Когда видение это исчезло и окно опять стало бессодержательно белым, я заметил откровенно и невольно бестактно человеку, который рассказывал мне о днях рождения Кирилла Сергеевича, — мэру Джермука Завену Георгиевичу Вартаняну:

— Все это чересчур красиво. Не похоже на явь.

— Не похоже на явь? — повторил он. — А то, что он совершил, похоже на явь?

— Пожалуй, — согласился я, — это больше похоже на чудо.

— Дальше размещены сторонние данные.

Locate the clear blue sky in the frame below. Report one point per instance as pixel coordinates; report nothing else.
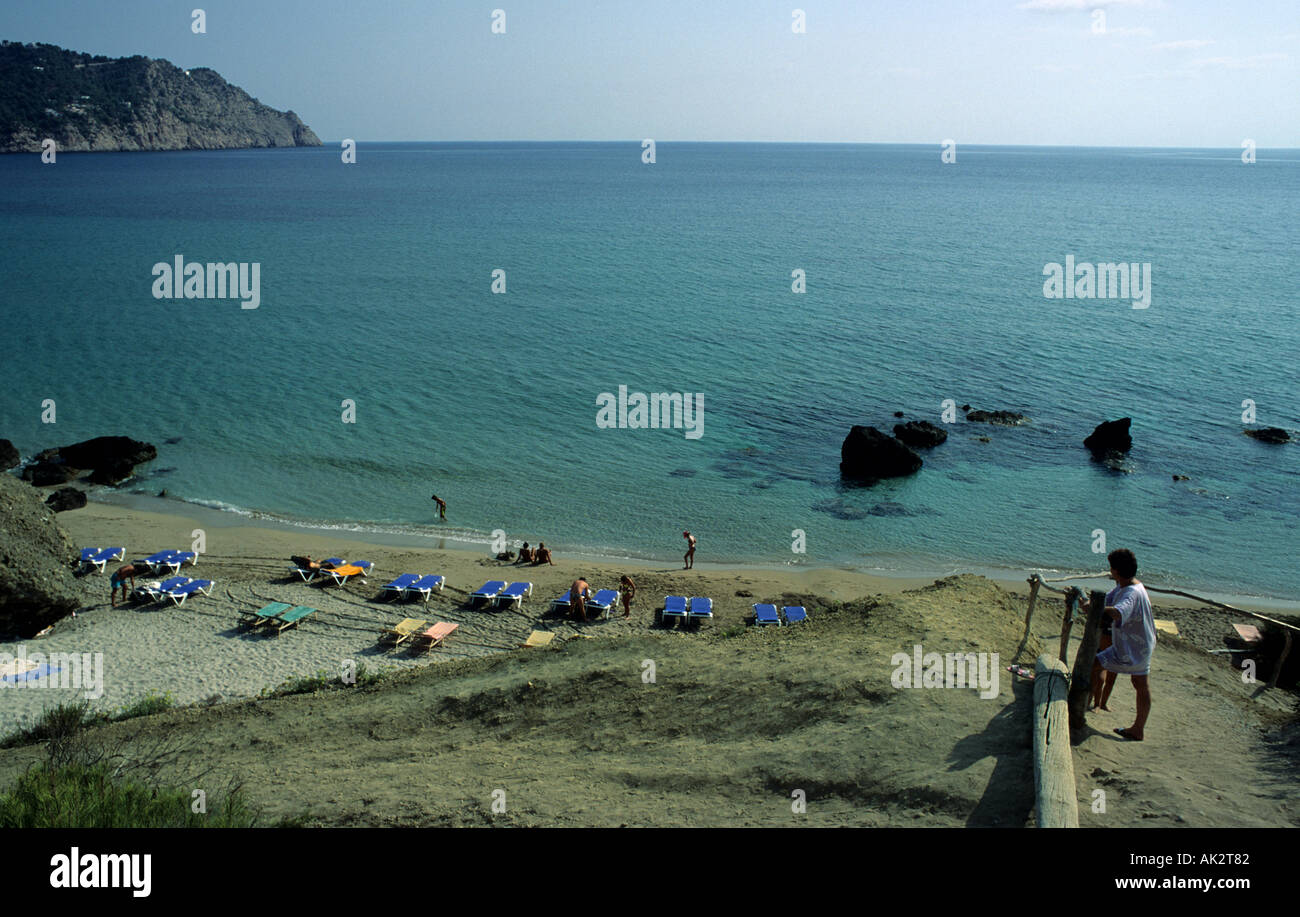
(1165, 73)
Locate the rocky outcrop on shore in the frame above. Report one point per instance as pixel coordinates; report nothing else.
(94, 103)
(111, 459)
(37, 561)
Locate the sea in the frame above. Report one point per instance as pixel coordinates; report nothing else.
(450, 318)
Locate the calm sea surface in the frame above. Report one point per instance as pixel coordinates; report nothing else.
(924, 282)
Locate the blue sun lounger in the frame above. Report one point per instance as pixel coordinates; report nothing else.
(515, 593)
(427, 584)
(193, 588)
(674, 606)
(488, 591)
(402, 583)
(99, 557)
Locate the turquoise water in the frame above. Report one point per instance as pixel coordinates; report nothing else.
(924, 282)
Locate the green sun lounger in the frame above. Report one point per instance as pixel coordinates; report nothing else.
(264, 614)
(291, 618)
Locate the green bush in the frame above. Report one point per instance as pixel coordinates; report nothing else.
(79, 796)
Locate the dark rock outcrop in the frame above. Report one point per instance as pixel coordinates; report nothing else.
(1110, 436)
(109, 458)
(65, 498)
(921, 435)
(37, 561)
(46, 474)
(870, 455)
(1272, 435)
(1001, 418)
(94, 103)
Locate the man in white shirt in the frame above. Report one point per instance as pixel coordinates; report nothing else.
(1132, 637)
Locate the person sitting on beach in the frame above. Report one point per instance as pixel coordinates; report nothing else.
(579, 593)
(118, 579)
(304, 562)
(627, 591)
(1132, 637)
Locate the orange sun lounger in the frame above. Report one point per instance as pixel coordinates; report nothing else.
(436, 635)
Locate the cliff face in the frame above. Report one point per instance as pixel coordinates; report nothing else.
(89, 103)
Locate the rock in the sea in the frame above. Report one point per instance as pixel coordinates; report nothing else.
(37, 559)
(65, 498)
(1272, 435)
(921, 433)
(870, 455)
(9, 455)
(111, 459)
(1001, 418)
(1110, 436)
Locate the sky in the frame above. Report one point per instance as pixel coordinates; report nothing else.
(1117, 73)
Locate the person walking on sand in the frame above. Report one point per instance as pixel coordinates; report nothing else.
(627, 592)
(577, 597)
(118, 579)
(1132, 635)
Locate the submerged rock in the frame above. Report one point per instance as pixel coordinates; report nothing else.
(870, 455)
(921, 435)
(1001, 418)
(1272, 435)
(65, 498)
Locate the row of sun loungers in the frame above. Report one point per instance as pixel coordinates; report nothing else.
(177, 588)
(679, 608)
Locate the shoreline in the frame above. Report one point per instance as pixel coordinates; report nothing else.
(876, 580)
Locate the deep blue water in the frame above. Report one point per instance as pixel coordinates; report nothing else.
(924, 282)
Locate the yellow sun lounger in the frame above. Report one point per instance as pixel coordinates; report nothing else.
(341, 574)
(403, 630)
(436, 635)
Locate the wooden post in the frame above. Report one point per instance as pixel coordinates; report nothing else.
(1080, 680)
(1277, 669)
(1071, 596)
(1028, 615)
(1056, 800)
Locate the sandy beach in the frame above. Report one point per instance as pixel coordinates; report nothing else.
(735, 721)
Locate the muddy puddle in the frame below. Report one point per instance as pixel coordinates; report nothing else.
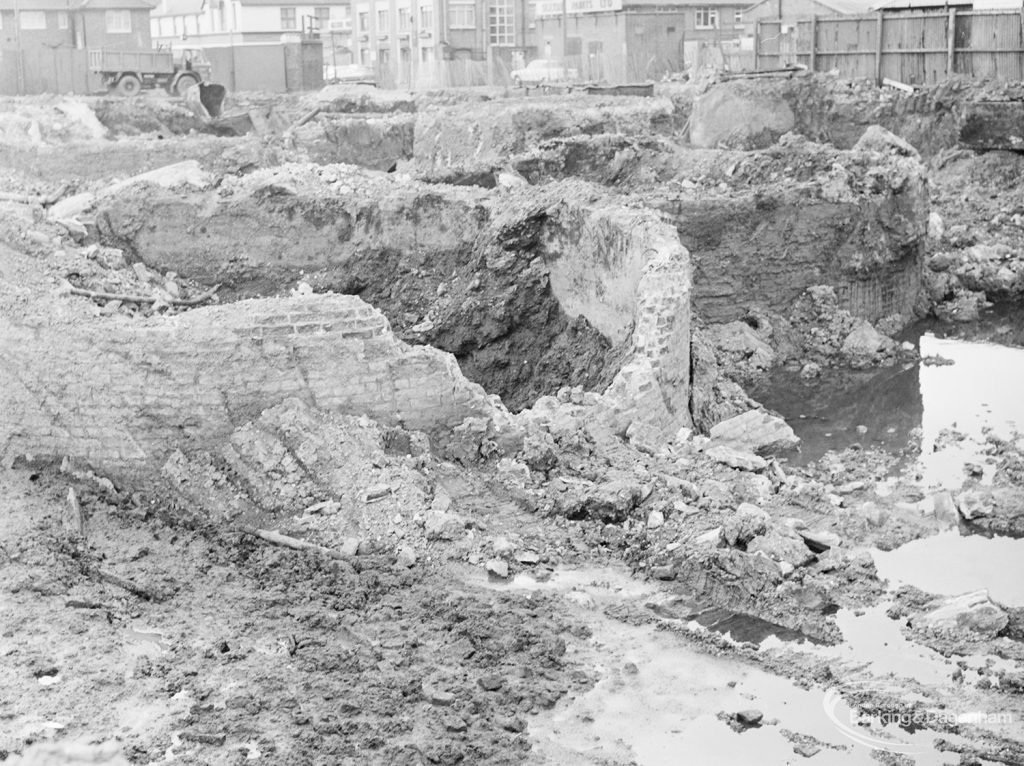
(660, 701)
(940, 411)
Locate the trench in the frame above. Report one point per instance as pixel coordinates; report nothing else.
(508, 331)
(938, 414)
(660, 696)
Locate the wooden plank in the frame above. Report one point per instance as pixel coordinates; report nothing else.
(879, 50)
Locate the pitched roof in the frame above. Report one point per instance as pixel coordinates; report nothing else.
(336, 3)
(842, 7)
(178, 8)
(76, 4)
(38, 4)
(847, 7)
(906, 4)
(683, 3)
(104, 4)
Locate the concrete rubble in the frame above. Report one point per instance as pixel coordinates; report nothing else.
(383, 427)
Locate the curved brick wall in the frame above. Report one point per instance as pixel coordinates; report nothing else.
(116, 392)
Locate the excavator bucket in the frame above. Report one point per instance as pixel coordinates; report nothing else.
(206, 99)
(212, 97)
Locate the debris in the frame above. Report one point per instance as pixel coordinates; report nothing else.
(740, 459)
(125, 584)
(750, 717)
(74, 521)
(756, 430)
(498, 567)
(491, 682)
(294, 543)
(972, 613)
(819, 541)
(889, 83)
(96, 295)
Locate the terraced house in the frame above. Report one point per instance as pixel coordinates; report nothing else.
(43, 43)
(457, 42)
(631, 40)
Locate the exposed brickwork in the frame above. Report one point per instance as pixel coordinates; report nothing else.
(620, 267)
(115, 391)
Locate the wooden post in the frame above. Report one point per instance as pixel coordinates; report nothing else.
(814, 42)
(878, 51)
(951, 44)
(757, 43)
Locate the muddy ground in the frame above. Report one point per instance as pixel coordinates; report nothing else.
(587, 599)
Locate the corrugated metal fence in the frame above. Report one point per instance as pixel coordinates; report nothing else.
(913, 48)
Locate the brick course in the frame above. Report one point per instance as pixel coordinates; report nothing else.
(115, 392)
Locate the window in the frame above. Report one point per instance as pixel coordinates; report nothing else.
(118, 22)
(33, 19)
(501, 23)
(707, 18)
(462, 16)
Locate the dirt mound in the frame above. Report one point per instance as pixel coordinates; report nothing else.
(508, 284)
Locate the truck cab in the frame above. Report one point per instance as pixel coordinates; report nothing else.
(128, 72)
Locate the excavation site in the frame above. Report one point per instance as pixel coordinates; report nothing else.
(504, 426)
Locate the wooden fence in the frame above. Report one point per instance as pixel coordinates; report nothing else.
(913, 48)
(45, 70)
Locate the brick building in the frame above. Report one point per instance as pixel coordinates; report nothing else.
(635, 40)
(439, 42)
(47, 25)
(200, 23)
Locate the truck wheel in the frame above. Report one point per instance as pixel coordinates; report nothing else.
(129, 85)
(184, 82)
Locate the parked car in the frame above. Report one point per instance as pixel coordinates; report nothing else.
(544, 71)
(350, 73)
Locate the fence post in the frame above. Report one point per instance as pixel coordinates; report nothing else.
(878, 52)
(814, 42)
(951, 43)
(757, 44)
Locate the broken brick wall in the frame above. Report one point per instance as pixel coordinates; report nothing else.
(115, 392)
(489, 277)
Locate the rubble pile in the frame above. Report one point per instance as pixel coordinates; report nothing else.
(404, 463)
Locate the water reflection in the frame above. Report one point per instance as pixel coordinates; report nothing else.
(942, 413)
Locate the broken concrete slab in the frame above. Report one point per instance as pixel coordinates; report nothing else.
(734, 458)
(971, 613)
(739, 115)
(757, 430)
(877, 138)
(992, 125)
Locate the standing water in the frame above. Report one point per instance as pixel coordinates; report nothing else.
(942, 411)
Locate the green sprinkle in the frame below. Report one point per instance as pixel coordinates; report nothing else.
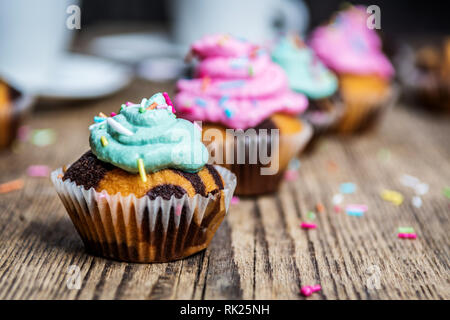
(446, 192)
(405, 230)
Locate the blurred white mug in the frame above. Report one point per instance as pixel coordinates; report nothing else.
(33, 36)
(255, 20)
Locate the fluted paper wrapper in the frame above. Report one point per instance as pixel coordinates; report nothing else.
(140, 229)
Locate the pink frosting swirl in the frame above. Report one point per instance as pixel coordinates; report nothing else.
(236, 84)
(347, 45)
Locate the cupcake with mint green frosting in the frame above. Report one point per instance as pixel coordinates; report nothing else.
(309, 76)
(145, 192)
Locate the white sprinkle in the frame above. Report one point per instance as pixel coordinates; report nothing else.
(409, 181)
(421, 189)
(417, 201)
(118, 127)
(338, 198)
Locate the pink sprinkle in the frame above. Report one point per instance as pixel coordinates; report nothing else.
(290, 175)
(235, 200)
(178, 210)
(407, 235)
(168, 101)
(308, 290)
(306, 225)
(38, 171)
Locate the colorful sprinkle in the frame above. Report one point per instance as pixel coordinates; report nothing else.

— Не верится? — понимающе посмотрел он мне в лицо. — И не вам одному. Этому действительно нелегко поверить: обыкновенный старик лесовод оказался умнее ученых. А он не умнее, нет, чудо не в уме — чудо в любви. Умнее они, потому что все измерили и учли: и высоту, и сроки созревания, и направление ветров, и капризы погоды… Но есть вещи, которые трудно измерить и учесть. Вот, я читал, все газеты мира рассказали об англичанине: на седьмом десятке в легком суденышке, один он пошел вокруг света… Это, конечно, достойно большого уважения, потому что показывает и мне и вам, на что способен человек. Но больше величия в том, чтобы тоже на седьмом десятке, оставив родной дом, родной лес, подняться сюда и совершить невозможное. А замечательно это невозможное тем, что состоит, в сущности, из обыкновенных возможностей. Ложиться каждый раз за полночь и подниматься в шесть, писать во все питомники страны, собирая семена и черенки, построить у себя опытную оранжерею и еще раньше — до черенков и оранжереи, — когда вся техника вышла из строя, ворочать камни и усмирять топь собственными руками. То, что кажется невозможным, рождено любовью. К родной земле, к человеку. Парк ярко цветет два с половиной, может быть, три месяца в году. Но и в остальное время он держит наш город. Такая в нем сила. Вот мы и отмечаем день рождения Кирилла Сергеевича как большой день города. Уже три года. С семидесятилетия, когда его поздравила вся Армения, от Совета Министров до маленьких лесничеств…

Дня через два «силы роковые» утихомирились. Но снег еще лежал, медленно оплывая. Теперь парк стал трехцветным: белым, зеленым и чуточку черным.

Старик, наклонившись, погружал руки в оживавшую землю. С болью ожидал я увидеть горестное, отчетливо постаревшее лицо, но он еще издали широко улыбнулся мне, будто успокаивая, утешая.

И я вдруг подумал, что вот бабка его, из молокан, сосланная Екатериной с Херсонщины, шла сюда, в Армению, с семьей пешком три года, а он в наш сверхскоростной, сверхреактивный век поднимался вместе с деревьями на эту высоту семьдесят четыре.

— Высадим тут новую рассаду, — закричал он мне, — а завтра раскутаем розы!..

— А послезавтра? — попытался я улыбнуться.

— Будет и послезавтра, — ответил он мне без улыбки, строго.